Build a Talking Robot with Gemini Live and Reachy Mini
gemini google voice
| Source: Dev.to | Original article
A developer team has released an open‑source demo that turns Google’s Gemini Live streaming model into a fully conversational desk robot. By wiring the Gemini Live API to the Reachy Mini – a compact, 3‑kg humanoid platform priced from €299 – the robot can listen, answer in real time, follow spoken commands and even break into a short dance. The code, posted on GitHub under the repository *reachy‑mini‑gemini*, handles the entire pipeline: microphone capture, cloud‑based inference, 24 kHz audio output, and a custom resampling layer that matches the Reachy Mini’s native speaker rate, eliminating the “chipmunk” artifacts reported in early tests.
The project showcases Gemini Live’s low‑latency, bidirectional streaming capability beyond text‑only chatbots. By delivering audio at the edge of a physical embodiment, the demo bridges the gap between large‑scale language models and human‑robot interaction (HRI).

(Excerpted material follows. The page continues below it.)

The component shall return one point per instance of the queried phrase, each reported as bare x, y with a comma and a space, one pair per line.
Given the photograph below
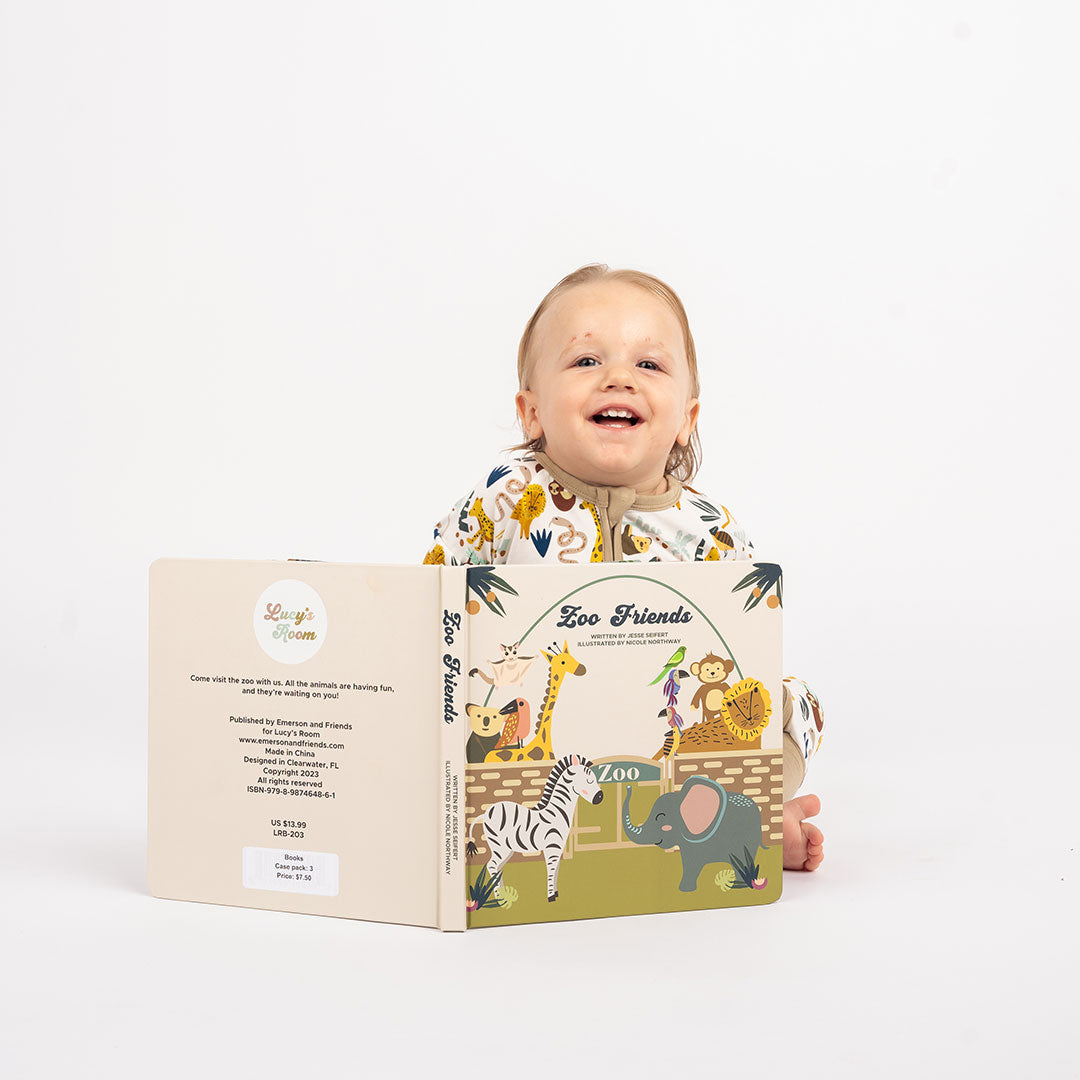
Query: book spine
454, 655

For developers, the integration is a turnkey example – the repository includes a “full‑robot mode” that activates the robot’s camera and speakers, and the Python SDK lets users script gestures, facial expressions and movement in response to the model’s output.
Why it matters is twofold. First, it proves that high‑performance generative AI can be run in real time on consumer‑grade hardware without bespoke cloud infrastructure, lowering the barrier for labs, schools and hobbyists to experiment with embodied AI. Second, it provides a concrete reference for the emerging ecosystem of streaming LLMs, a space Google has been promoting after the April 12 rollout of Gemini Pro and Gemini Live across its cloud portfolio.
What to watch next are the community extensions that will likely add multimodal perception – feeding the robot’s camera feed into Gemini for visual grounding – and tighter integration with Google’s upcoming Gemini Pro‑Vision API. If the project gains traction, we may see commercial kits that bundle Reachy Mini hardware with pre‑configured Gemini credentials, turning the prototype into a mainstream tool for education, research and interactive entertainment.